De l’aluminium comme l’acier

Pour arriver à fabriquer une feuille d’aluminium aussi solide que de l’acier, les grains d’aluminium doivent subir une restructuration complète. Les chercheurs ont utilisé une technique de forge baptisée High-pressure torsion (HPT) qui nécessite l’emploi d’une presse formée de deux enclumes circulaires dont l’une tourne et exécute un cisaillement en torsion. L’alliage utilisé, le type 7075, est destiné à être transformé par une technique de forge et sert surtout à la fabrication de pièces d’avion. En appliquant l’équivalent de la masse d’un char d’assaut sur chaque centimètre carré (60 000 kilogrammes) et en exécutant un effort de torsion, le métal est soumis à des contraintes et à des déformations si élevées que les grains d’aluminium sont fractionnés et les éléments de magnésium et de zinc que contient l’alliage se regroupent.
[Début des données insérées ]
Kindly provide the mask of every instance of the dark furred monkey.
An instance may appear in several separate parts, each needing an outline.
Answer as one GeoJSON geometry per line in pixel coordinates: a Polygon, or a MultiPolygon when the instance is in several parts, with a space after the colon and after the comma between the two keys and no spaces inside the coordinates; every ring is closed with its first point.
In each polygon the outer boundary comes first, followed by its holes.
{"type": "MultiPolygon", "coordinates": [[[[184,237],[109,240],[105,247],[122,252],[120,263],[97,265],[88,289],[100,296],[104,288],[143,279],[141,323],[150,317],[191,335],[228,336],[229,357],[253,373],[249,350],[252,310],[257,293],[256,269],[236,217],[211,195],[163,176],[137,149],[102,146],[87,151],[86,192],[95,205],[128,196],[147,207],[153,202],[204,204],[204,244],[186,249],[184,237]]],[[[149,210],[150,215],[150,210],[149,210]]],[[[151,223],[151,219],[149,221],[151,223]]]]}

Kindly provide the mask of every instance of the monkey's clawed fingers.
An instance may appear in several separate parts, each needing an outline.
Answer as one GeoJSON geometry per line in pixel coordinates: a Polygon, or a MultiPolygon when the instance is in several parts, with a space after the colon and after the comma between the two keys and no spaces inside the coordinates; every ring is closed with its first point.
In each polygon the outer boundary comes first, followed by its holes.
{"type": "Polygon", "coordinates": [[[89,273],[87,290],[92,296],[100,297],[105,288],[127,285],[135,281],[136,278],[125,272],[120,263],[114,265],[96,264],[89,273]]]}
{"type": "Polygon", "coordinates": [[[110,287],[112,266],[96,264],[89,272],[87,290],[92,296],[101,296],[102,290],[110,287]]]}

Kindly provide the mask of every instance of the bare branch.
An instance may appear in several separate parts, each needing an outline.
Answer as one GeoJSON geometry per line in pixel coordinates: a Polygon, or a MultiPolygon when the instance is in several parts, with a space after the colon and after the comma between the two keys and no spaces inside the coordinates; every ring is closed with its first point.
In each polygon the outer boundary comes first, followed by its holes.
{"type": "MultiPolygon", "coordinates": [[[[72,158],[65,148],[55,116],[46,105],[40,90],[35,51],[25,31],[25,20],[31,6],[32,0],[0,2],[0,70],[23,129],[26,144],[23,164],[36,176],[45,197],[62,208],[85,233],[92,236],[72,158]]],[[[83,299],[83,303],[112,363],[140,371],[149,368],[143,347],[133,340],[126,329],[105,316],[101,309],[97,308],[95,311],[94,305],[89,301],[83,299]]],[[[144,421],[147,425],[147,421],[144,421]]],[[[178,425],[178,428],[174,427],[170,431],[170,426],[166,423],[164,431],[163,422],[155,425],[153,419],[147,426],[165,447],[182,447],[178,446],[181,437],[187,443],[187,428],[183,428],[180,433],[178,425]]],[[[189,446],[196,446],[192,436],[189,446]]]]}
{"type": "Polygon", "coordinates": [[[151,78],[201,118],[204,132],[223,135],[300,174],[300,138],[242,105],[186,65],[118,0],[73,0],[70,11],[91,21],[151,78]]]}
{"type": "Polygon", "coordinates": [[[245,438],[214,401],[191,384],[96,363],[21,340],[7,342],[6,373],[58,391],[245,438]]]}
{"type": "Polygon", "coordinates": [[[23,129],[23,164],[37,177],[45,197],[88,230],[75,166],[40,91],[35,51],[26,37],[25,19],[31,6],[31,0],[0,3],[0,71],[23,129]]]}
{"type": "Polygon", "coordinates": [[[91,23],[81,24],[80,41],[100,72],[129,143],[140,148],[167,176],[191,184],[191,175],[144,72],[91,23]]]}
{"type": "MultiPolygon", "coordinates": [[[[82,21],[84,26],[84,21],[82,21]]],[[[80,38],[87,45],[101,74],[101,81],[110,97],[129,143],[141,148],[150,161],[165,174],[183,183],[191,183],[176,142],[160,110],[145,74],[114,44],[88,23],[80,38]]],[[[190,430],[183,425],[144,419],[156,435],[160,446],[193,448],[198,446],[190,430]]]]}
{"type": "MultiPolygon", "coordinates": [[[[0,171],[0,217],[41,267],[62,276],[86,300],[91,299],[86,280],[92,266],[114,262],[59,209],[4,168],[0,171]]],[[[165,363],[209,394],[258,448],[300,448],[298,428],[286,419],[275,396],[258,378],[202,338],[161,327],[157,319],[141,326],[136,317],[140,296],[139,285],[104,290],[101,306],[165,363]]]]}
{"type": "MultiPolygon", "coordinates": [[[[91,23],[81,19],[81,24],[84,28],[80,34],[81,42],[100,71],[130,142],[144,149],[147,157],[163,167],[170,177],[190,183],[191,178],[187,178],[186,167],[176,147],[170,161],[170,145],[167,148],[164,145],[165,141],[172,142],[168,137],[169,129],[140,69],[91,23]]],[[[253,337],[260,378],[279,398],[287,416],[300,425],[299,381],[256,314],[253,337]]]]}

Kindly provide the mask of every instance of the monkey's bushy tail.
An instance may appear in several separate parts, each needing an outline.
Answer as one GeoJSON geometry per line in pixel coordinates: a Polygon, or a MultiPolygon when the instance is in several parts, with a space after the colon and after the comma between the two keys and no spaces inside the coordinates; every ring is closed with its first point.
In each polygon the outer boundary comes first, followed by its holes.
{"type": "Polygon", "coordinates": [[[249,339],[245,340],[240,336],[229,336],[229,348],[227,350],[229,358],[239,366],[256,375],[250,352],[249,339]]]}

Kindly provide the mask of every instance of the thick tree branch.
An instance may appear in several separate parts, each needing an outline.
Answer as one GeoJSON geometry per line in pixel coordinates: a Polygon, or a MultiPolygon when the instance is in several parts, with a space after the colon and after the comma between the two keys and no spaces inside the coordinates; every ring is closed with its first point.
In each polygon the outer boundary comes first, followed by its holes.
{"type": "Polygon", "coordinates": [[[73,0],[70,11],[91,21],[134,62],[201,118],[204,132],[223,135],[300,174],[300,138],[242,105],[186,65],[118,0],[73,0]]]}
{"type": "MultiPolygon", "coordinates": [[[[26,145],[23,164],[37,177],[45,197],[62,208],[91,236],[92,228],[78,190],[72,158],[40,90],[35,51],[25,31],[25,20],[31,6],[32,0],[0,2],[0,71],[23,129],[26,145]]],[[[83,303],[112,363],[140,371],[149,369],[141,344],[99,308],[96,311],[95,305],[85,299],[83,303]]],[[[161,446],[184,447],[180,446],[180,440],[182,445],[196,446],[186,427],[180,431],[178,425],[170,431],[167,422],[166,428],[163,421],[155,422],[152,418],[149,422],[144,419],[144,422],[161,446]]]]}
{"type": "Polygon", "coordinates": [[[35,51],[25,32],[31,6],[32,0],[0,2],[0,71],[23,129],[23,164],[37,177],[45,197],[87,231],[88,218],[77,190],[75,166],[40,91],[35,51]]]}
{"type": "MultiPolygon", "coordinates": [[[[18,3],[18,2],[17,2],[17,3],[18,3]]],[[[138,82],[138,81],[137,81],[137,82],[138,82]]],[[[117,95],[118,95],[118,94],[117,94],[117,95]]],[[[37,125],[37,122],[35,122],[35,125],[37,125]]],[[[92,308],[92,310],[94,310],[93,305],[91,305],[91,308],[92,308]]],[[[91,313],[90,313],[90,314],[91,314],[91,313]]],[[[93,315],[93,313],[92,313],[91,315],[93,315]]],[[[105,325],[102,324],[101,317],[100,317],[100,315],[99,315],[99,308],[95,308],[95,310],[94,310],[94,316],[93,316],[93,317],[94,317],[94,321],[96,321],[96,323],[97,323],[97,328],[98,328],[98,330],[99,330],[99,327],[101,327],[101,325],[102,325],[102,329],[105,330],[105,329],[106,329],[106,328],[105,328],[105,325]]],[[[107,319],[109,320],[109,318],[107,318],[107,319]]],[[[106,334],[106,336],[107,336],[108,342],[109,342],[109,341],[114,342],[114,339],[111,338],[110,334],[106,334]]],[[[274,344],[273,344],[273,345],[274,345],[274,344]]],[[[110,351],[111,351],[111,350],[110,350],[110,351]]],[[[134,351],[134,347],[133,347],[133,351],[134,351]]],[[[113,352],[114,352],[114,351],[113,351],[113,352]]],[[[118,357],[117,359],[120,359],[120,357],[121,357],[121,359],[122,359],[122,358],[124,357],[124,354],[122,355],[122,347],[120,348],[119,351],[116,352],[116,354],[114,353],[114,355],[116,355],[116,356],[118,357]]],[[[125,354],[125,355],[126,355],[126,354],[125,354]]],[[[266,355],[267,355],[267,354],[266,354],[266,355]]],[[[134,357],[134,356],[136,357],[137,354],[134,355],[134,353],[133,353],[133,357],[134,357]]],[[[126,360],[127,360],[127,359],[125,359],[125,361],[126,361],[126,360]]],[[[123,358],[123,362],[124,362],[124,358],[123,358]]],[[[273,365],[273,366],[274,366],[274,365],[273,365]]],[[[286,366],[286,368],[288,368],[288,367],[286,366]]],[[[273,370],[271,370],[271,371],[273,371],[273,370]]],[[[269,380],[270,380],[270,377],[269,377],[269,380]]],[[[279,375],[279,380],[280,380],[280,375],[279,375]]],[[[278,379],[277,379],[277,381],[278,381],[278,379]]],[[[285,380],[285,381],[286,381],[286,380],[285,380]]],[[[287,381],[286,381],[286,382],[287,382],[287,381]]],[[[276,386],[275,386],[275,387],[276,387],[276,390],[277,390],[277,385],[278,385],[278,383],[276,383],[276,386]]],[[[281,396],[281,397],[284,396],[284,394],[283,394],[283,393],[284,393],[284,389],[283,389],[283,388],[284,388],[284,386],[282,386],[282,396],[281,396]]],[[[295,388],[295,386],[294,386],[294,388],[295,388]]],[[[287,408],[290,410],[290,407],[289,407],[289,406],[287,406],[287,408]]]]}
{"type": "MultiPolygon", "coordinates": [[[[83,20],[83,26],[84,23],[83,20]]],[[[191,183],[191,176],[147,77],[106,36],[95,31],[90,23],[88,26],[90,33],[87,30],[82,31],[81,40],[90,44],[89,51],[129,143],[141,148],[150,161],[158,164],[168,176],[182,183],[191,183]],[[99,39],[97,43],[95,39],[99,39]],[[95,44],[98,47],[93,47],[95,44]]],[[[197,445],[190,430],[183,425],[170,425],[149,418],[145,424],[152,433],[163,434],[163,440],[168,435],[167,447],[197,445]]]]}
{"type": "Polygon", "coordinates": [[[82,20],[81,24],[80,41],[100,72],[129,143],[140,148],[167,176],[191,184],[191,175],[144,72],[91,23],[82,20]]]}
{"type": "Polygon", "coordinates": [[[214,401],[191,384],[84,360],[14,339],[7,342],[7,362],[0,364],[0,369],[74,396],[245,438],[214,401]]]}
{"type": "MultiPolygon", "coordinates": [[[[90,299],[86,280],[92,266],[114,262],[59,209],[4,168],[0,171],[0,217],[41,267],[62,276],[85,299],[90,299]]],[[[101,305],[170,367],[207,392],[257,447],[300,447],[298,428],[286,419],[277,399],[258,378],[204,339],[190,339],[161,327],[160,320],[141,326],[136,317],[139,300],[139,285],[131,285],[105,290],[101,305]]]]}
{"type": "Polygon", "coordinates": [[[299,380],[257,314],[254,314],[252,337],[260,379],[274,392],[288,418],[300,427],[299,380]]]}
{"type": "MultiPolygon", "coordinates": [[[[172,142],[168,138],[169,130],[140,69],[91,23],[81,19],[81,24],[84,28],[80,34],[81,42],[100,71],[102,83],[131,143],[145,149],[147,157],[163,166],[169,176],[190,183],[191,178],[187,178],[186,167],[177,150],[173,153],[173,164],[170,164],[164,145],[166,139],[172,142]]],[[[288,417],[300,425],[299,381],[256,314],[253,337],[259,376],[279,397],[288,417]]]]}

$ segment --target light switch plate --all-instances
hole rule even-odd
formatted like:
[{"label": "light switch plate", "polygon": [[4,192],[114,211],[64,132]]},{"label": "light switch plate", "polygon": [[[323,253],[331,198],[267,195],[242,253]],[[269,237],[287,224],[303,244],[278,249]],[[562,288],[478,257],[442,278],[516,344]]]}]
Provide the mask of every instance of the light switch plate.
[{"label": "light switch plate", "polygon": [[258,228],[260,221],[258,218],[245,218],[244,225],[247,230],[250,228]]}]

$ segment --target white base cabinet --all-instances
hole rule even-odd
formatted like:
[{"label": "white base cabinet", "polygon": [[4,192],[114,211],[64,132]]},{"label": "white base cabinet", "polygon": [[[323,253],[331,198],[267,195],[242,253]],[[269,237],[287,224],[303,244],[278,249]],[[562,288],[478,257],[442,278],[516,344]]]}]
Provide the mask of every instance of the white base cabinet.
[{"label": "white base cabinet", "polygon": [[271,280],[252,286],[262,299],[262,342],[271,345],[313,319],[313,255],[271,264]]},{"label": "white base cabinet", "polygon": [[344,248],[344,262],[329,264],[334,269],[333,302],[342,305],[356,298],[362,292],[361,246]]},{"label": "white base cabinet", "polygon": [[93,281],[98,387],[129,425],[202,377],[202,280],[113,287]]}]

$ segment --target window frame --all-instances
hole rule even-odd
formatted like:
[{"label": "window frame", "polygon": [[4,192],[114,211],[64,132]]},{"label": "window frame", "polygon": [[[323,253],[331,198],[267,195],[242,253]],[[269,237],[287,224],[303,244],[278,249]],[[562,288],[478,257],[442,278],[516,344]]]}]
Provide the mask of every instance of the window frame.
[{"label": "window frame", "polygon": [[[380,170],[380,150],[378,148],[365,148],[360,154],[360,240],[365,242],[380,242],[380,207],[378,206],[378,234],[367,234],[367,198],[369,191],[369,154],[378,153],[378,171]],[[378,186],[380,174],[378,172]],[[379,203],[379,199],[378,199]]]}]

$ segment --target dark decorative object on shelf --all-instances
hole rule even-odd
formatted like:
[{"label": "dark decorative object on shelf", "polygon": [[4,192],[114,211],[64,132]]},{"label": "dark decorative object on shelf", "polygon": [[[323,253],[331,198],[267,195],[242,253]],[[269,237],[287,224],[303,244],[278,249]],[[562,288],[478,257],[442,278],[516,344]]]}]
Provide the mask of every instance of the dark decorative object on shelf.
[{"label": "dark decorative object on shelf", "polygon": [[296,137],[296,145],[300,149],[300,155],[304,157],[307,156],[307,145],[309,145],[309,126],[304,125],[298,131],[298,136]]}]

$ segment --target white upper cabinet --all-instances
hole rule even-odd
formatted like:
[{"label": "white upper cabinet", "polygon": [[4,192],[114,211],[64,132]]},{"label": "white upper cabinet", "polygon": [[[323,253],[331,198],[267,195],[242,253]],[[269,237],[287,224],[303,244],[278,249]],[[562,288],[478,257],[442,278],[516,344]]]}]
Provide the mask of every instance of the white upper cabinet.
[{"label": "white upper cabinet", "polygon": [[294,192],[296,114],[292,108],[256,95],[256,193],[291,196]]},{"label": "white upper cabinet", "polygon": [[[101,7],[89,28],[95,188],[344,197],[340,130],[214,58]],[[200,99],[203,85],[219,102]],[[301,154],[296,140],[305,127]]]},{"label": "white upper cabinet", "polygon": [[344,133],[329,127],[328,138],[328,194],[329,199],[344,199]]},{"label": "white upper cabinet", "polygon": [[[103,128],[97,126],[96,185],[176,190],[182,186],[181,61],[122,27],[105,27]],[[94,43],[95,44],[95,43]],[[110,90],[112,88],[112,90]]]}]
Cependant, les chercheurs ne sont pas encore en mesure de déterminer exactement comment ce changement de forme renforce le métal. Afin d’affiner leur étude, le processus de vieillissement naturel a été reproduit. C’est une étape qui a lieu lors de la production de l’alliage 7075. Après le travail à la presse, les feuilles de métal sont entreposées à la température de la pièce pendant plus d’un mois pour permettre aux éléments de zinc et de magnésium de créer des précipités qui renforcent le métal.
Après l’expérience, les chercheurs ont constaté que la résistance du métal a été multipliée par trois. Une élongation à la rupture (indice de ductilité) de 5% a aussi été enregistrée. «C’est quand même pas mal en terme d’élongation à la rupture. Cela fait des années que des recherches sont entreprises afin de créer un alliage léger qui peut avoir une bonne ductilité sans se briser comme du verre», déclare le professeur Daniel Larouche de l’Université Laval, spécialiste de la métallurgie de l’aluminium.

Des applications diverses
Selon le professeur, le laminage par HPT pourrait également s’appliquer à d’autres alliages d'aluminium adaptés aux techniques de forge. De plus, appliquer ce type de laminage à la production en série devrait être relativement facile, selon Simon Ringer de l’Université de Sydney, un des chercheurs qui a participé à l’étude. Les feuilles ainsi fabriquées pourraient servir de matériau pour produire des implants chirurgicaux ultrasolides. Des armures ultralégères pour soldats sont aussi envisageables selon Yuntian Zhu de l’Université d'État de Caroline du Nord, qui a lui aussi participé au développement de la technique HPT.

Cet alliage laminé risque toutefois de se vendre à prix fort, estime Daniel Larouche, limitant son application aux domaines mentionnés par les chercheurs. «Déjà que l’aluminium est plus cher à produire que l’acier, toute pièce qui demande une étape supplémentaire dans la chaîne de production va faire augmenter les coûts.» D’autant plus que les presses produisent lentement et coûtent extrêmement cher, explique-t-il.

Résistant à haute température?
Ces feuilles d’alliage peuvent toutefois perdre, à haute température, une bonne partie de leurs propriétés mécaniques, souligne Daniel Larouche. Elles ne peuvent donc qu’être utilisées à température relativement basse. Les hautes températures activent les mécanismes de transformation naturels des métaux qui retrouvent, en quelque sorte, les propriétés normales obtenues dans des opérations traditionnelles de forge, explique le professeur. «Ces aluminiums commencent à perdre en résistance mécanique à partir de 150°C», ajoute-t-il. La résistance à la corrosion, qui est l’une des plus grandes qualités de l’aluminium, risque aussi d’être affectée. Ce sont des hypothèses qui restent à vérifier, conclut le professeur.